Through Blanche’s reaction to finding whisky it is easily conceivable to the audience that Blanche has some sort of history with alcohol and needs some to steady herself for news she has yet to give. She tries to hide any evidence of her indulgence and when offered another drink she says she can only have one as it is her limit, knowing that she already has had one. Perhaps she wants to look in control of herself and her body however the most likely reason for Williams making a point of this is that he wants to make it clear that Blanche cares a lot about what people think about her. Until Blanche sees her sister, she seems detached from the audience, in her own world a world far from there’s and there is nothing the audience can relate to with her just yet. Most of Blanche is a mystery to the audience until then. When Stella does arrive home, Blanches delighted reaction makes her love for her sister clear as day, calling her a pet name ‘Oh Stella for Star!’ and breaking out of her strange behaviour. Suddenly from not talking much, she turns to talking too much which Williams uses to illustrate that Blanche is used to being overbearing around her sister.

Blanches vanity is a subject that Williams touches upon by Blanches fishing for compliments form her sister, taking comfort in the sound of her sister’s appraisal of her beauty. She likes to talk about herself in a positive light only and likes to be topic of conversation as long as it is about her beauty which she thinks very highly of. Blanche is used to being listened to and enjoys being the centre of attention – this is shown through Blanche’s reaction to Stella admitting that she is only quite around Blanche, ‘A good habit to get into…’ Blanche seems critical about Stella and scrutinising ‘You’ve put on some weight!’ this is rude and can be seen as nervous talk but to the audience it appears as if Blanche likes to put her sister down on her looks so as to feel better about her own. Blanche is also controlling of Stella ‘You hear me? I said stand up!’ and this is indicative of her being obeyed her entire life by servants and maids at Belle Reve. When Blanche tells Stella about the loss of Belle Reve, she immediately turns the blame on Stella, not thinking about how it may affect Stella. This can be seen as a way to make excuses for her behaviour but also makes it clear that Blanche blames Stella for the loss of Belle Reve ‘Where were you?

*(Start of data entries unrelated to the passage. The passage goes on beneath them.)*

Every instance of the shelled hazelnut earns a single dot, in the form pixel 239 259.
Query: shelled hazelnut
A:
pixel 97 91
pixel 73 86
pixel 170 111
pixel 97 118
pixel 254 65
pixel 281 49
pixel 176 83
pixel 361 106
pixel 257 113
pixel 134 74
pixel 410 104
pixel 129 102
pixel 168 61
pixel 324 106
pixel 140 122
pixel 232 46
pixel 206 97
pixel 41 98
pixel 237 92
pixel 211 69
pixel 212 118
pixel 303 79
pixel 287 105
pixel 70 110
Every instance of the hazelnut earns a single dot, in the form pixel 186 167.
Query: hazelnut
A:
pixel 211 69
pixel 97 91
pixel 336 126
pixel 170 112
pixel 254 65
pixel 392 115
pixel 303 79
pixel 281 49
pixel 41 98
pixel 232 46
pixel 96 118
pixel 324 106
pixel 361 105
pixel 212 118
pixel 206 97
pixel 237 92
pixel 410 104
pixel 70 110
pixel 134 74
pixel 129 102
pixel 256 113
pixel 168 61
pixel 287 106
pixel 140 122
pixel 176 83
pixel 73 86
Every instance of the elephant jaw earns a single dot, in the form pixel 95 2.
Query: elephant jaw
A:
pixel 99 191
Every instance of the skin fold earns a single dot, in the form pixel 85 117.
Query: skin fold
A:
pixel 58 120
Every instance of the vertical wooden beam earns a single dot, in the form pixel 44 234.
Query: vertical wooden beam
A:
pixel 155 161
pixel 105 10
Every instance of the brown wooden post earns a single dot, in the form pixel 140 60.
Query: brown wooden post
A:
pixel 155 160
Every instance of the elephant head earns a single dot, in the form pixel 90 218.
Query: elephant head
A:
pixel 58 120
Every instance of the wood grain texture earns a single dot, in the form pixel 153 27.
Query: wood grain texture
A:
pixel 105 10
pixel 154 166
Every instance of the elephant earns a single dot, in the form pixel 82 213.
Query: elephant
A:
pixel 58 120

In bed with your – Polack!’ Whilst Stella is in tears at the loss of her home and anger at her sister, Blanche is too self absorbed to notice until Stella leaves to wash her face: this shows the audience that Blanche is not as sensitive to her sisters feelings as Stella is about Blanches. When Blanche finally meets Stanley, she is taken aback by his lack of concern for his wife and his appearance but it is clear that she is uncomfortable around him. Other minor characters are introduced within the first scene such as Mitch; one of Stanley’s closest friends who lives with his sick mother, indicative of perhaps his loneliness but who still goes out with his friends. Eunice is introduced as a very kind woman who though she does not show the same kindness to her husband, worries about him and craves his attention which is shown by her shouting at him about wanting to know where he was. She is thoughtful and helps Blanche find her way to Stella’s but takes offense when she is practically dismissed. Another odd thing about Eunice is that she talks freely to the Negro Woman as if they are good friends which suggest someone who values personality over looks.